Until last November.

My once-best-friend-turned-stranger was getting married.

Ordinarily, I would pass up such non-events. But there were some reasons this could be done:

·         It was a reception the day after the wedding, so things would move faster

·         The venue was at a fairly decent place that was close to home

·         It was on a Sunday

·         And maybe I wanted to see how bad the years had been to Nikhil

So I went, with my parents and my fifteen month daughter in arm. As we made our way to the stage to congratulate the couple and the family, I caught a glimpse of Nikhil, beaming beside his bride. It was flashback ’89. He looked exactly like he did in our pictures from so long ago. Without knowing why, I began to laugh. I just looked at him and laughed, for the innocence of our childhood, the stupidity of my teenage self and the (possible) wisdom of youth.

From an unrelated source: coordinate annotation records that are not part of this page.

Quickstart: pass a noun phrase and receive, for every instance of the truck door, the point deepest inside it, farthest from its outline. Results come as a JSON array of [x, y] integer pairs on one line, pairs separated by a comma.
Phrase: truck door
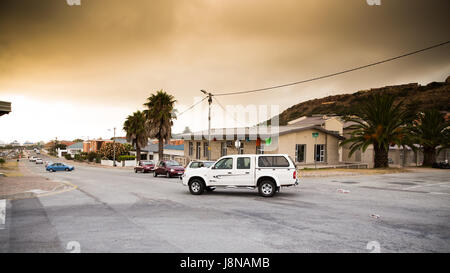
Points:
[[221, 173], [245, 171]]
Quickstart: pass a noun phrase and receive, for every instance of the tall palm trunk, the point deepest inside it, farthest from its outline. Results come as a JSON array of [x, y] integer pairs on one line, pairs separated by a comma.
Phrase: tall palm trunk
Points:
[[429, 156], [160, 148], [381, 157], [138, 152]]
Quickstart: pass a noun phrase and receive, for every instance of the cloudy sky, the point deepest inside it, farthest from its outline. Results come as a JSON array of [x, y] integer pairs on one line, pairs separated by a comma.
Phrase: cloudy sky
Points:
[[76, 71]]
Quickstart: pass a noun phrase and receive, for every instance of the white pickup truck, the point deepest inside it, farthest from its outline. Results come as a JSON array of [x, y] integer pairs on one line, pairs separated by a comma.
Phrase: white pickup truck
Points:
[[267, 172]]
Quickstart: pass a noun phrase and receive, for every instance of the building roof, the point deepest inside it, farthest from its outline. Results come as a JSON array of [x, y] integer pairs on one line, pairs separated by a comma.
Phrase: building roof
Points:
[[151, 147], [242, 133], [174, 147], [78, 145]]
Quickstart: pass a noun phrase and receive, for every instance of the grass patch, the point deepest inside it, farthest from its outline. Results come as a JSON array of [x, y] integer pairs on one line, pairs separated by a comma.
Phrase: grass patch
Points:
[[10, 169]]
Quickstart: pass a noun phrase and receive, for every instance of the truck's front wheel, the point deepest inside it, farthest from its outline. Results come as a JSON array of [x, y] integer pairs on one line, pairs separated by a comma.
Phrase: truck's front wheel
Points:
[[267, 188], [196, 187]]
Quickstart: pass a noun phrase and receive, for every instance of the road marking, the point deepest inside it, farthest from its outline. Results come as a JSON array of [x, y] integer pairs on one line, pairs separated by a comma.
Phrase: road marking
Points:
[[73, 187], [429, 185], [444, 193], [2, 213]]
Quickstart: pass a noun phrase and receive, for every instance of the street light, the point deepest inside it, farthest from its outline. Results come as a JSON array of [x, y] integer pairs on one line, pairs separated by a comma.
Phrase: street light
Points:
[[114, 147], [209, 121]]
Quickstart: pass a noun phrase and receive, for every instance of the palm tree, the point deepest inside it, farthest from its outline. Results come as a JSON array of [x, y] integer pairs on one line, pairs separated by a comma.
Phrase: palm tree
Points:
[[136, 131], [160, 113], [430, 131], [378, 121]]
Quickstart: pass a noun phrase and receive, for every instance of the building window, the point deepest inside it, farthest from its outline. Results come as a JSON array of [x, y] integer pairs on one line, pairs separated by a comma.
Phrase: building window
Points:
[[260, 150], [241, 148], [223, 149], [243, 163], [300, 152], [191, 148], [319, 152], [198, 150], [272, 161], [205, 149]]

As my father stepped in front of Nikhil, he looked confused, as all grooms do after greeting a countless array of faces with no end in sight. His father jumped in and in his inimitable style (he was the host of many a tambola night years before) said,

“Arrey, yeh S—– ke papa” (Hey, that’s S—- father).

The bride looked confused (and possibly murderous under her makeup) as to who this girl was. Like many a dutiful parent who embarrass their children to the best of their ability, her father-in-law explained, “There are countless pictures of S—- and Nikhil playing together as kids.”

Perhaps Nikhil’s wife was relieved to see my daughter. She made a polite “adorable” comment before we stepped off the stage.

I was still smiling as I ate junk without guilt and followed my daughter’s footsteps around the wedding venue. I was smiling for Nikhil and Upasana, for my carefree childhood, for my teen prejudices, for being old enough to have a daughter and for the stories that stay locked in, till their time comes.